6. What's your favorite drink (alcoholic, nonalcoholic, poisonous, whatever)?

"To go with the theme, the Screwdriver" - [livejournal.com profile] seferin

"Water. I need it to live" - [livejournal.com profile] hylarn
"'Water? Never drink the stuff; fish fuck in it.' - W.C. Fields" - [livejournal.com profile] etcet

"Rum punch! The rum gives it just that hint of warmth, and the punch is really more of a fruity caress" - [livejournal.com profile] lovefromgirl

(After nine or ten, I bet the punch is really more of a punch. -CV)

"I like girly fruity drinks!" - [livejournal.com profile] alexmegami

(When I went to Kenya two years ago, I wanted to bring a case of the stuff with me. -CV)

"Midori sours. LOVE, LOVE, LOVE Midori sours" - [livejournal.com profile] domestik_fucker

"The bitter tears of my enemies" - [livejournal.com profile] barbarienne

(Note: Only tasty when accompanied by women's lamentations. -CV)

"iocane powder; it goes with everything!" - [livejournal.com profile] cholma

(Iocane powder! It's what you're not tasting right now! -CV)

"A Pan-Galactic Gargle-Blaster" - [livejournal.com profile] wrestlingdog, [livejournal.com profile] germankitty

"I really want to try making a bacon whisky martini. The four malts in my cabinet agree" - [livejournal.com profile] vayshti

(Speaking from experience, a bacon scotch and lime-ade is remarkably delicious. -CV)

"Rusty snail, hold the grunion, shaken not stirred, with a peanut butter and jellyfish sandwich on the side, heavy on the mako" - [livejournal.com profile] i_calql8

(+1, Wet Dream. -CV)

"Real hot chocolate with a touch of chili pepper wisked into a frothy, glorious concoction" - [livejournal.com profile] raphsody606
"Hot chocolate. It's hot and it's chocolate, what's not to love." - [livejournal.com profile] athousandsmiles
"I can drink hot chocolate at any opportunity. I'm told I'd drink it in a box. I'm told I'd drink it with Maalox. I think I'd drink it here or there, and given chance, I'd drink with Cher. Hot choc is filling and scrumptious too! Get up and get some, LJDQ!" - [livejournal.com profile] angelprojekt
"nothing is better than a nice hot chocolate which is like a warm hug from the inside! Ok, that doesn't make it sound nice at all. A little creepy maybe." - [livejournal.com profile] demon_666

"Whatever they buy me (no, really, tequila)" - [livejournal.com profile] jillybiehn

"Whichever one inspires me to sing the Hedgehog Song" - [livejournal.com profile] sskipstress

(Would that we had known you in our heyday. You might still be singing right now. -CV)

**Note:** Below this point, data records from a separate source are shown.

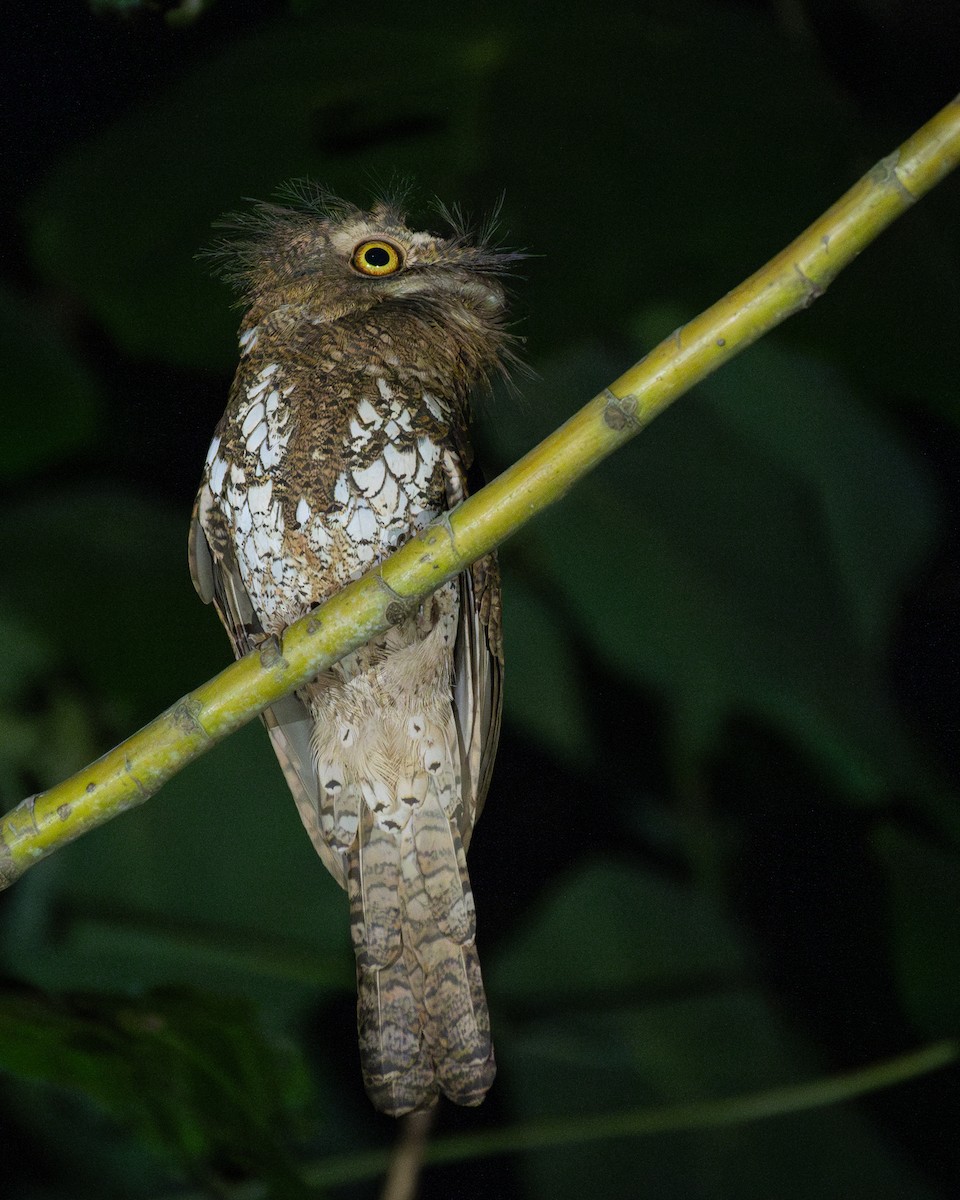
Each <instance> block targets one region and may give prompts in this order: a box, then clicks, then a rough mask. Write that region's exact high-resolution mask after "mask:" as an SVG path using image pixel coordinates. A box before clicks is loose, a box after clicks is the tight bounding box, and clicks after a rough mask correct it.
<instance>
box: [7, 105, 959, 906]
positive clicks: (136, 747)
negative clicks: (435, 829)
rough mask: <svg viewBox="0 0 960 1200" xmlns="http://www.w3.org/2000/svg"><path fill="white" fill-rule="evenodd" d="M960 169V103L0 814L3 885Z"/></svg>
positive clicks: (552, 480)
mask: <svg viewBox="0 0 960 1200" xmlns="http://www.w3.org/2000/svg"><path fill="white" fill-rule="evenodd" d="M959 161H960V97H958V98H955V100H954V101H952V102H950V103H949V104H948V106H947V107H946V108H944V109H942V112H940V113H938V114H937V115H936V116H934V118H932V120H930V121H929V122H928V124H926V125H924V126H923V128H920V130H918V131H917V133H914V134H913V136H912V137H911V138H908V139H907V140H906V142H905V143H904V145H902V146H900V149H899V150H896V151H894V152H893V154H892V155H889V156H888V157H887V158H883V160H881V162H878V163H877V166H876V167H874V169H872V170H870V172H869V173H868V174H866V175H864V178H863V179H862V180H860V181H859V182H857V184H856V185H854V186H853V187H852V188H851V190H850V191H848V192H847V193H846V194H845V196H842V197H841V198H840V199H839V200H838V202H836V204H834V205H833V206H832V208H830V209H829V210H828V211H827V212H824V214H823V216H822V217H820V220H817V221H816V222H814V224H811V226H810V228H809V229H806V230H805V232H804V233H803V234H800V236H799V238H797V239H796V241H793V242H791V245H790V246H787V247H786V248H785V250H784V251H781V253H779V254H778V256H776V257H775V258H773V259H772V260H770V262H769V263H767V265H766V266H763V268H761V270H758V271H757V272H756V274H755V275H752V276H750V278H748V280H746V281H745V282H744V283H742V284H740V286H739V287H738V288H736V289H734V290H733V292H731V293H728V294H727V295H726V296H724V298H722V299H721V300H719V301H718V302H716V304H714V305H713V306H712V307H710V308H708V310H707V311H706V312H703V313H702V314H701V316H700V317H696V318H695V319H694V320H691V322H690V323H689V324H688V325H684V326H683V328H682V329H678V330H677V331H676V332H674V334H673V335H672V336H671V337H668V338H666V340H665V341H664V342H661V343H660V346H658V347H656V348H655V349H654V350H652V352H650V353H649V354H648V355H647V356H646V358H644V359H643V360H642V361H641V362H637V364H636V365H635V366H632V367H631V368H630V370H629V371H626V372H625V373H624V374H623V376H620V378H619V379H617V380H614V382H613V383H612V384H611V385H610V386H608V388H605V389H604V391H601V392H600V395H598V396H595V397H594V398H593V400H592V401H590V402H589V403H588V404H586V406H584V407H583V408H582V409H581V410H580V412H578V413H576V414H575V415H574V416H572V418H571V419H570V420H569V421H568V422H566V424H565V425H563V426H562V427H560V428H559V430H557V431H556V432H554V433H552V434H551V436H550V437H548V438H546V439H545V440H544V442H542V443H541V444H540V445H539V446H536V448H535V449H534V450H532V451H530V452H529V454H527V455H526V456H524V457H523V458H521V460H520V462H517V463H516V464H515V466H512V467H510V468H509V469H508V470H505V472H504V473H503V474H502V475H500V476H499V478H498V479H496V480H493V482H492V484H490V485H488V486H487V487H485V488H484V490H482V491H480V492H478V493H476V494H475V496H473V497H470V498H469V499H468V500H467V502H466V503H464V504H462V505H461V506H460V508H458V509H456V510H455V511H454V512H451V514H449V515H448V516H445V517H443V518H442V520H440V521H437V522H436V523H434V524H432V526H430V527H428V528H427V529H425V530H424V532H422V533H421V534H420V535H419V536H416V538H414V539H413V540H412V541H409V542H408V544H407V545H406V546H404V547H403V548H402V550H400V551H397V552H396V553H395V554H392V556H391V557H390V558H388V559H386V560H385V562H384V563H382V564H380V566H378V568H377V570H376V571H373V572H371V574H370V575H367V576H365V577H364V578H362V580H359V581H358V582H355V583H352V584H350V586H349V587H347V588H344V589H343V590H342V592H340V593H338V594H337V595H335V596H332V598H331V599H330V600H328V601H326V602H325V604H324V605H323V606H322V607H319V608H317V610H314V612H312V613H311V614H310V616H308V617H305V618H302V619H301V620H298V622H296V623H295V624H293V625H290V626H289V629H287V631H286V632H284V635H283V638H282V644H277V643H276V642H274V641H271V642H269V643H268V644H266V646H265V647H263V648H262V649H260V650H259V652H254V653H252V654H248V655H247V656H246V658H244V659H240V660H239V661H236V662H234V664H232V665H230V666H229V667H227V670H226V671H222V672H221V673H220V674H218V676H216V677H215V678H214V679H211V680H209V682H208V683H205V684H203V685H200V686H199V688H197V689H196V690H194V691H192V692H190V694H188V695H186V696H184V697H182V698H181V700H179V701H178V702H176V703H175V704H173V707H172V708H169V709H167V712H166V713H163V714H161V715H160V716H158V718H156V720H154V721H151V722H150V724H149V725H148V726H145V727H144V728H143V730H140V731H139V733H134V734H133V737H131V738H127V740H126V742H122V743H121V744H120V745H119V746H116V748H115V749H114V750H110V751H109V752H108V754H106V755H104V756H103V757H102V758H98V760H97V761H96V762H95V763H91V764H90V766H89V767H86V768H85V769H84V770H82V772H79V773H78V774H76V775H73V776H72V778H71V779H67V780H65V781H64V782H62V784H58V785H56V786H55V787H52V788H49V791H46V792H41V793H40V794H37V796H31V797H29V798H28V799H25V800H23V802H20V804H18V805H17V808H14V809H13V810H12V811H11V812H8V814H7V815H6V816H5V817H4V818H2V821H0V888H4V887H8V886H10V884H11V883H13V882H14V880H17V878H19V877H20V875H23V872H24V871H25V870H26V869H28V868H29V866H31V865H32V864H34V863H36V862H38V860H40V859H42V858H44V857H46V856H47V854H49V853H50V852H52V851H54V850H56V848H59V847H60V846H64V845H66V844H67V842H68V841H72V840H73V839H74V838H78V836H79V835H80V834H83V833H85V832H86V830H88V829H92V828H95V827H96V826H100V824H102V823H103V822H106V821H108V820H110V818H112V817H114V816H118V815H119V814H120V812H124V811H126V810H127V809H130V808H133V806H134V805H137V804H142V803H143V802H144V800H145V799H148V798H149V797H150V796H152V794H154V792H156V791H157V790H158V788H160V787H161V786H162V785H163V784H164V782H166V781H167V780H168V779H170V776H172V775H174V774H175V773H176V772H178V770H181V769H182V768H184V767H186V764H187V763H188V762H192V761H193V760H194V758H197V757H198V756H199V755H202V754H203V752H204V751H205V750H209V749H210V748H211V746H212V745H215V744H216V743H217V742H221V740H222V739H223V738H226V737H228V736H229V734H230V733H233V732H234V730H236V728H239V727H240V726H241V725H244V724H246V722H247V721H250V720H252V719H253V718H254V716H257V715H258V714H259V713H262V712H263V709H264V708H266V707H269V706H270V704H271V703H272V702H275V701H276V700H278V698H280V697H281V696H283V695H286V694H287V692H289V691H293V690H294V689H295V688H298V686H300V685H302V684H304V683H306V682H307V680H308V679H311V678H313V677H314V676H316V674H317V673H318V672H319V671H323V670H325V668H326V667H329V666H330V665H331V664H334V662H336V660H337V659H340V658H342V656H343V655H344V654H347V653H349V652H350V650H353V649H355V648H356V647H358V646H362V644H364V642H366V641H368V640H370V638H371V637H373V636H374V635H376V634H378V632H380V631H383V630H384V629H386V628H388V626H389V625H390V624H394V623H396V622H398V620H401V619H402V618H403V614H404V613H406V612H408V611H409V610H410V608H412V607H414V606H415V605H416V604H419V602H420V600H422V598H424V596H426V595H428V594H430V593H431V592H432V590H433V589H434V588H437V587H439V584H440V583H443V582H444V581H445V580H449V578H451V577H452V576H455V575H457V574H458V572H460V571H461V570H463V569H464V568H466V566H468V565H469V564H470V563H472V562H474V559H476V558H480V557H481V556H482V554H485V553H487V552H488V551H491V550H492V548H493V547H494V546H497V545H499V544H500V542H502V541H504V539H506V538H508V536H510V534H512V533H515V532H516V530H517V529H520V528H521V526H523V524H526V522H527V521H529V520H530V518H532V517H533V516H535V515H536V514H538V512H541V511H542V510H544V509H545V508H547V506H548V505H550V504H553V503H554V502H556V500H558V499H559V498H560V497H562V496H564V494H565V493H566V491H568V490H569V488H570V487H571V486H572V485H574V484H575V482H577V480H580V479H582V478H583V475H586V474H587V473H588V472H590V470H592V469H593V468H594V467H595V466H596V464H598V463H599V462H601V461H602V460H604V458H606V457H607V455H610V454H612V452H613V451H614V450H617V449H618V448H619V446H622V445H623V444H624V443H625V442H629V440H630V438H632V437H634V436H635V434H636V433H638V432H640V430H641V428H643V426H644V425H647V424H648V422H649V421H650V420H653V418H654V416H656V415H658V414H659V413H661V412H662V410H664V409H665V408H666V407H667V406H668V404H671V403H672V402H673V401H674V400H677V397H678V396H682V395H683V394H684V392H685V391H688V390H689V389H690V388H692V386H694V384H696V383H698V382H700V380H701V379H702V378H703V377H704V376H707V374H709V373H710V372H713V371H715V370H716V368H718V367H720V366H722V365H724V364H725V362H727V361H730V360H731V359H732V358H733V356H734V355H736V354H738V353H739V352H740V350H743V349H745V348H746V347H748V346H750V343H751V342H755V341H756V340H757V338H758V337H761V336H763V334H766V332H768V331H769V330H770V329H774V328H775V326H776V325H779V324H780V323H781V322H784V320H786V319H787V317H790V316H792V314H793V313H794V312H797V311H798V310H800V308H805V307H808V306H809V305H810V304H812V302H814V300H816V299H817V298H818V296H821V295H822V294H823V292H824V290H826V288H827V287H828V286H829V284H830V282H832V281H833V280H834V278H835V277H836V275H838V274H839V272H840V271H841V270H842V269H844V268H845V266H846V265H847V264H850V263H851V262H852V260H853V259H854V258H856V257H857V254H859V253H860V251H862V250H864V247H865V246H868V245H869V244H870V242H871V241H872V240H874V239H875V238H876V236H878V234H880V233H881V232H882V230H883V229H886V228H887V226H888V224H890V223H892V222H893V221H894V220H895V218H896V217H899V216H900V215H901V214H902V212H905V211H906V210H907V209H908V208H910V206H911V205H912V204H913V203H914V200H917V199H918V198H919V197H920V196H923V194H924V193H925V192H928V191H929V190H930V188H931V187H934V186H935V185H936V184H938V182H940V180H941V179H943V178H944V176H946V175H947V174H948V173H949V172H950V170H953V169H954V168H955V167H956V166H958V162H959Z"/></svg>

"the sugary kind that's bad for me" - [livejournal.com profile] natt_barn

"Boilermakers: The Quicker Fucker Upper" - [livejournal.com profile] freezer818

"I drink cider, gin, goon and tequila like it's water" - [livejournal.com profile] eelylove

(...goon? -CV)

"Vodka Tonic with Lime. The ONLY sure defense against contracting Malaria and Scurvy" - THALEN

(Aside from Gin and Tonic with Lime. The TASTIER defense against Malaria and Scurvy. Official drink of [livejournal.com profile] ljdq and [community profile] dwdq! -AL&CV&LL)

"And now we see the REAL reason the Daily Quiz was created... TO COLLECT DRINK RECIPES! So add 3 ounces of Cruzan Blackstrap rum to a can of San Pelegrino Limonata, over ice. No substitutions, you gotta use that rum and that soda. I call it a Grog Fizz. You'll call it 'delicious.'" - [personal profile] ironjeff



And there you have it. Maybe the less said about this theme, the better. Even less to be said about tomorrow's theme, which I will not snatch out of thin air, rest assured.

Thanks for playing, everyone! And welcome aboard to a few new players and some long-lost old players, and Barry Manilow, who would have played if he had a moment.

Rock On!

AL&CV&LL

Date: 2011-10-11 11:38 pm (UTC)
vayshti: (food2)
From: [personal profile] vayshti
Eelylove is Australian, me thinks. Possibly even South Australian. Goon is the wonderful name given to the silver foil pillows filled with cheap wine that live inside boxes. Except when they're extracted and shoved down some guy's pants to be smuggled into nightclubs.

Aaah, crotch-temperature wine. Brings back memories.

What's Lime-ade when it's in other countries or brandnames? Must... try... it.